- Lamkani Location in Maharashtra, India Lamkani Lamkani (India)
- Coordinates: 21°05′N 74°34′E﻿ / ﻿21.09°N 74.56°E
- Country: India
- State: Maharashtra
- Region: West India
- Division: Nashik Division
- District: Dhule
- Established: 1303
- Founder: Parmar Rajputs clan
- Talukas: Dhule

Population (2001)
- • Total: 6,150

Languages
- • Official: Marathi Ahirani
- Time zone: UTC+5:30 (IST)
- Nearest city: Dhule
- Sex ratio: 968 ♂/♀

= Lamkani =

Village in Maharashtra

Lamkani is a small village in the state of Maharashtra, India. It is located in the Dhule taluka of Dhule District in Maharashtra.
It was founded by the ancestors of Shrimant Raul Srujaansing Raje of the Parmar clan of Rajputs, the renowned Rajput Sardar in the Maratha history and close associate of Shrimant Chhatrapati Shahu, also one of the thirteen Vatandars of Khandesh, well-known in the history of Maharashtra as "Saadeybaaraa Raaul".

==Location==
Lamkani is located on the junction of Maharashtra State Highway 10 (SH 10) and 12 (SH 12). It is located at 21^{0} 05’17.37" N 74^{0}34’08.09" E.

Lamkani can be reached from Dhule by taking National Highway (NH 3) up to Sarwad village road junction (18 km) and then taking State Highway 12 (SH 12) toward west direction that passes through Nandane, Burzad, and Boris village, finally reaching Lamkani. It is at a distance of 42 km by route, but this road is well maintained.

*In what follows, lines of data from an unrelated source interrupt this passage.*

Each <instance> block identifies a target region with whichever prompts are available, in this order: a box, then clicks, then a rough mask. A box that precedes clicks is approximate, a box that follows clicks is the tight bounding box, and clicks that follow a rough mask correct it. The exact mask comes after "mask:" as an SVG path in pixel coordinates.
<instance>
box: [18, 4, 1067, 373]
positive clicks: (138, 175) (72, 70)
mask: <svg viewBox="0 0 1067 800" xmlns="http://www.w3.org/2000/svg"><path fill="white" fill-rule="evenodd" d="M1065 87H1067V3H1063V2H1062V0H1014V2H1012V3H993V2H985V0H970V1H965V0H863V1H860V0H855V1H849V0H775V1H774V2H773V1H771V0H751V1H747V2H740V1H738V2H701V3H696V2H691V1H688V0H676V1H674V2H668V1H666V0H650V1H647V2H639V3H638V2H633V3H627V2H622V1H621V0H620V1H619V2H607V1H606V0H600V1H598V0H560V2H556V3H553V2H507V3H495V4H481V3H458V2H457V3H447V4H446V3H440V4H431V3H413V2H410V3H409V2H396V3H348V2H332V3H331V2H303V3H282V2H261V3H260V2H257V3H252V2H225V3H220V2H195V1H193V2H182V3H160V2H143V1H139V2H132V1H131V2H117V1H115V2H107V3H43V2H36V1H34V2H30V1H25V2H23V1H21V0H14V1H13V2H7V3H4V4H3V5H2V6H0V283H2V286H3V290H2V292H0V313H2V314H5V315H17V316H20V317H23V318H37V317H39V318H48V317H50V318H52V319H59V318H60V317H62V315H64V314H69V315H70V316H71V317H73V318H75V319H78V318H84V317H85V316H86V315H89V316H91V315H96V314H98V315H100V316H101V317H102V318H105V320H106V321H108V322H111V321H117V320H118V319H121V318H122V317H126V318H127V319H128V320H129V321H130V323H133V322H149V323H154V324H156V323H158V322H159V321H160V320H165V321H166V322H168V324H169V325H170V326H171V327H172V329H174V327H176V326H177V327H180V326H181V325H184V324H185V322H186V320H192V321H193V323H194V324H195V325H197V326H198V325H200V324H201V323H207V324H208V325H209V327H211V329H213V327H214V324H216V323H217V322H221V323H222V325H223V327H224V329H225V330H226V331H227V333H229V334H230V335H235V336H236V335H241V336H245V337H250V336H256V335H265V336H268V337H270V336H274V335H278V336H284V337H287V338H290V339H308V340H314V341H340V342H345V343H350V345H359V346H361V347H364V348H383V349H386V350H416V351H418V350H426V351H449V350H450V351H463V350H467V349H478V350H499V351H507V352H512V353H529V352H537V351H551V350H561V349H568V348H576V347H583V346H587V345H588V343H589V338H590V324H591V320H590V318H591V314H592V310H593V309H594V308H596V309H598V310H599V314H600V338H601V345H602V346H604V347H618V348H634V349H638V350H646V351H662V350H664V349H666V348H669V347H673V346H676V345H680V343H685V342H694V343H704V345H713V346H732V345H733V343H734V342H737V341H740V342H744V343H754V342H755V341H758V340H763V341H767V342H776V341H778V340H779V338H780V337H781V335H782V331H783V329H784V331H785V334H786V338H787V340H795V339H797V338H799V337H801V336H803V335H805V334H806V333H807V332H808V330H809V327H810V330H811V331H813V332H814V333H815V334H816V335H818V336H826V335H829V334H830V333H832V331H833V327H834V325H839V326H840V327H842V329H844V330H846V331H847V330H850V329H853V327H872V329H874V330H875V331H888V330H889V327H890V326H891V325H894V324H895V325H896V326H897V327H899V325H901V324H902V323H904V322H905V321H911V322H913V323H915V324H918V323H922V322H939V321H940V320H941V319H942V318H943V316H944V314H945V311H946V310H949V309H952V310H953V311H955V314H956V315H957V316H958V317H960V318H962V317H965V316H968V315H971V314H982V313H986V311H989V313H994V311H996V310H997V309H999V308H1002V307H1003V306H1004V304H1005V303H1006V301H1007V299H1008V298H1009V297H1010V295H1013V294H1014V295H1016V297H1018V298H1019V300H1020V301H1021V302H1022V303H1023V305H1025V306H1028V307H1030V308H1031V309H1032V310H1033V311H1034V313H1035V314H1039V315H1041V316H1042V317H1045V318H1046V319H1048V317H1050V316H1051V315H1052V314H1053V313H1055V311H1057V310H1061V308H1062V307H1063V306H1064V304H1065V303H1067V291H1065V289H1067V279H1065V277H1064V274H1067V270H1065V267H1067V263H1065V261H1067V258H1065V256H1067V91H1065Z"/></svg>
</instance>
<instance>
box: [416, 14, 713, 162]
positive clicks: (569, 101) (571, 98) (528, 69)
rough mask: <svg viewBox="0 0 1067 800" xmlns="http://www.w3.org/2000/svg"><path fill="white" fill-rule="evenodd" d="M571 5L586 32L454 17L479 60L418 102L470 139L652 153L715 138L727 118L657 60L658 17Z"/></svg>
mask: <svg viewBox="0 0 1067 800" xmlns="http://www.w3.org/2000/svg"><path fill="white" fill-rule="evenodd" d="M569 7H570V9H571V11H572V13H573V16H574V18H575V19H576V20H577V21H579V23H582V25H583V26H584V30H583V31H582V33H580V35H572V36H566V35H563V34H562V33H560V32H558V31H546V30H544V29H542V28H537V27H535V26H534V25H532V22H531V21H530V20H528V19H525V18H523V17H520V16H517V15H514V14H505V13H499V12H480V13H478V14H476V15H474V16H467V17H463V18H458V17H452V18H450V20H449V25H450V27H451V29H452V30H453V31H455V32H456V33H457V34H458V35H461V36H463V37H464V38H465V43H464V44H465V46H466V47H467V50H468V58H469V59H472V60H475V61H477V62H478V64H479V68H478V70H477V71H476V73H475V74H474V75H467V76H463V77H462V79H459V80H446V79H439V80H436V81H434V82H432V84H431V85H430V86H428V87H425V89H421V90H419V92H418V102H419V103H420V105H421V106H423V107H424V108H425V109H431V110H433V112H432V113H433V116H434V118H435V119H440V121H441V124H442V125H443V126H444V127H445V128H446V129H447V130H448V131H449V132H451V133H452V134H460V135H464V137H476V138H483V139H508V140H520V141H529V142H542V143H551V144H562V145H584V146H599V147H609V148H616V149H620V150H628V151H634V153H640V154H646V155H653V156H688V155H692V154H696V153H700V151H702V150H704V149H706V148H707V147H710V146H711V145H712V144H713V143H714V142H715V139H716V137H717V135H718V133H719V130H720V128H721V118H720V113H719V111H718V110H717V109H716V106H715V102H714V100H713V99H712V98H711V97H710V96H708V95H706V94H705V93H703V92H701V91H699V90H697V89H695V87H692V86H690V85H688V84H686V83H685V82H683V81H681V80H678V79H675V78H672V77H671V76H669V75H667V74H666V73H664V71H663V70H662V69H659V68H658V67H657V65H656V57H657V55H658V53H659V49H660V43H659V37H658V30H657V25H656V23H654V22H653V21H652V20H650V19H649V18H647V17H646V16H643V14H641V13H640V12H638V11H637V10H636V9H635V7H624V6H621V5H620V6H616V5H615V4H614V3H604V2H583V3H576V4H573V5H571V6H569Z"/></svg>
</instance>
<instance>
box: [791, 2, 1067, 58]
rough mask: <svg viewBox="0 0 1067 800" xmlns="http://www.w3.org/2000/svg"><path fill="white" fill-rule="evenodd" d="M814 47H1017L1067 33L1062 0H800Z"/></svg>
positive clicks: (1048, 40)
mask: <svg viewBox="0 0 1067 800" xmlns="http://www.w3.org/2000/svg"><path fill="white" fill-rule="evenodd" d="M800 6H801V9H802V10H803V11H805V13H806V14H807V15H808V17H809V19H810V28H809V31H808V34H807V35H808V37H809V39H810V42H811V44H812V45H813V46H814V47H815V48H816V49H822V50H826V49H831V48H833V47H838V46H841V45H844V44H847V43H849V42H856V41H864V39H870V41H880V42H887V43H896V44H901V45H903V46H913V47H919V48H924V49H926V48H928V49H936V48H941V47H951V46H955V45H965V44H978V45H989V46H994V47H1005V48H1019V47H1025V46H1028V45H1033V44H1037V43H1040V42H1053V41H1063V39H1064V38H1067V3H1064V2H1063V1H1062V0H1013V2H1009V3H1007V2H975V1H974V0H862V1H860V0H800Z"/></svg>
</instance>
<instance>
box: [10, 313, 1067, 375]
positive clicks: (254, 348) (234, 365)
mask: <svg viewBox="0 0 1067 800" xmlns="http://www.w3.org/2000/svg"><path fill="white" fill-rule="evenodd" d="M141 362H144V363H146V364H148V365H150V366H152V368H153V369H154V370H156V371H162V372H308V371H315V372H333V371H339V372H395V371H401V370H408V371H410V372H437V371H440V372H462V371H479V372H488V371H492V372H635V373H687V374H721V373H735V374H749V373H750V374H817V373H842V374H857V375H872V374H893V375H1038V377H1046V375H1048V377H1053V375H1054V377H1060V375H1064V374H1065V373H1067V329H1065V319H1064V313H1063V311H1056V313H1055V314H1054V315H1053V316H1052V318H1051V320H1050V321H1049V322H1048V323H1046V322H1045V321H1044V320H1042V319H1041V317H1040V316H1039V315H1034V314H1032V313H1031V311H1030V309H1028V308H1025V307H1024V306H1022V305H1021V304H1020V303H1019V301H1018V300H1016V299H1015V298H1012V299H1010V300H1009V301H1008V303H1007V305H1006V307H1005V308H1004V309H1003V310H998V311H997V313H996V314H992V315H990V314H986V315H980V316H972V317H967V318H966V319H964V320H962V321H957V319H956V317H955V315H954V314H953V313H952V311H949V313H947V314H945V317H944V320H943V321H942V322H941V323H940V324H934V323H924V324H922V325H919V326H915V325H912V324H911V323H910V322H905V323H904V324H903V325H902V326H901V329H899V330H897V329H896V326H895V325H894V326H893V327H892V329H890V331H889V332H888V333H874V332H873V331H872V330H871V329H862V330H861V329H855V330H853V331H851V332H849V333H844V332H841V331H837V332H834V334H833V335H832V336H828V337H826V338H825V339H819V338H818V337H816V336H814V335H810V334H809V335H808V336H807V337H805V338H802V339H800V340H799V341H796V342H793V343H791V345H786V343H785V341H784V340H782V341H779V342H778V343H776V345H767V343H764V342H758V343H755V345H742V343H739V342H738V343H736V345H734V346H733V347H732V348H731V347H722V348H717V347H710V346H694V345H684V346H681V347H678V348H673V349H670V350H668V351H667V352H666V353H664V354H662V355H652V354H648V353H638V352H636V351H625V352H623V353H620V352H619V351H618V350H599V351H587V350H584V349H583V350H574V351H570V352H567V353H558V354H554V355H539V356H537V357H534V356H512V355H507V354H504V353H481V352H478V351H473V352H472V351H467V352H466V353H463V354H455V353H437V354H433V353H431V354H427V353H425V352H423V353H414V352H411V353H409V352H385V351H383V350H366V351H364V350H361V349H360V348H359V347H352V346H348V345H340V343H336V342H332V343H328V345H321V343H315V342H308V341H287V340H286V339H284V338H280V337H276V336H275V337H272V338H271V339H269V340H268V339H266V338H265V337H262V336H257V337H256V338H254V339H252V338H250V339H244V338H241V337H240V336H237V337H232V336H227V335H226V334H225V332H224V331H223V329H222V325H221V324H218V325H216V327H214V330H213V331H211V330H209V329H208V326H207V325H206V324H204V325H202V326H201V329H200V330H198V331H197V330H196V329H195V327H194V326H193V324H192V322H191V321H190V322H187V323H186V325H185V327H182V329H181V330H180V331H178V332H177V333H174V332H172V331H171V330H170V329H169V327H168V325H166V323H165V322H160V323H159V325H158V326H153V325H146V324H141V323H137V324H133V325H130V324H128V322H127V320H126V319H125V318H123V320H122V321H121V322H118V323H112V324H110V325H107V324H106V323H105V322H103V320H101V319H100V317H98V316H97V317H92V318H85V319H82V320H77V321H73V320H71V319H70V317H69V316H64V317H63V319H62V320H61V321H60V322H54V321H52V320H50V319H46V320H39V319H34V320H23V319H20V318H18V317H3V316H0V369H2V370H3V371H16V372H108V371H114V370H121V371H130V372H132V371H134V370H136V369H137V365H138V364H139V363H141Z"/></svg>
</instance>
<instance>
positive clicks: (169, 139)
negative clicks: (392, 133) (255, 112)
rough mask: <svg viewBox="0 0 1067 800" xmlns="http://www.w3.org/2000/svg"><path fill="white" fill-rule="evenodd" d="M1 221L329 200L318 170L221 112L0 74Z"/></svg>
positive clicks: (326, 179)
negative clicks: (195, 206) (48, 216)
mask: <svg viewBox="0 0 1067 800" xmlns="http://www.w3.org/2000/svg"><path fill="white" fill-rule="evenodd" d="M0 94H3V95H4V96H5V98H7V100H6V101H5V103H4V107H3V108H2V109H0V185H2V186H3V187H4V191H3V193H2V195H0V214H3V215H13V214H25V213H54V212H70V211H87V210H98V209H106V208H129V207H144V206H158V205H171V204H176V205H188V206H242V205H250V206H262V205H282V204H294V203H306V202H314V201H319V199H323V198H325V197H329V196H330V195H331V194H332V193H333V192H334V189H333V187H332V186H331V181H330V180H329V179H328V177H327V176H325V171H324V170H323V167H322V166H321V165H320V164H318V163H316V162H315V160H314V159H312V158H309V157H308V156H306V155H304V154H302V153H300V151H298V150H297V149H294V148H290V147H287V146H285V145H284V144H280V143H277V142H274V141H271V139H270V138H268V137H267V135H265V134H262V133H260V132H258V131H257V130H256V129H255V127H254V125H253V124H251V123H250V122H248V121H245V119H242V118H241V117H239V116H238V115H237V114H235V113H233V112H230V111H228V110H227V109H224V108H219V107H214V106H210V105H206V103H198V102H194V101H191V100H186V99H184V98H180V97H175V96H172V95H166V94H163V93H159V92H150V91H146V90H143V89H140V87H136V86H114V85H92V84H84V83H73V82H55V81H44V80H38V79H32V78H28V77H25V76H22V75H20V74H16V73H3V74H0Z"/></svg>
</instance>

Alternately, Lamkani can be reached from Dhule city by Mehergaon route. One can go straight way from Dhule by State Highway 14 (SH 14) up to Mehergaon (18 km) and then taking SH 10 (15 km) that passes through Lamkani. It is at a distance of 33 km by this route and shorter by 9 km.

== Climate ==
Lamkani has three distinct seasons during the year: summer, winter, and the rainy season.

Summer months are hot and spread over April, May and June. The day time temperature reaches up to 43 ^{0} C. May is the hottest month. Dusty and hot winds of varying velocity are common during summer. Winter is spread over November to mid-February. Winter temperature drops down to minimum 10 ^{0} C. Snowfall and smog are unknown. However hailstorms of mild intensity are occasionally reported.

Rainy season starts by mid-June and lasts till September. The average annual rain fall is 350 mm spread over about 45 rainy days. The nearest rain gauge station is at Dhule. Rains are received from the South- West mansion winds. Showers from North – East mansion are very rare. Lamkani has very erratic rainfall pattern. During the rainy monsoon season the skies are moderately clouded. For the rest of the year skies are mostly clear.

During the South-West monsoon season the humidity is about 60 per cent. The air is dry during the rest of the year. The driest part of the year is of course summer when the relative humidity is about 20 per cent at the mid day.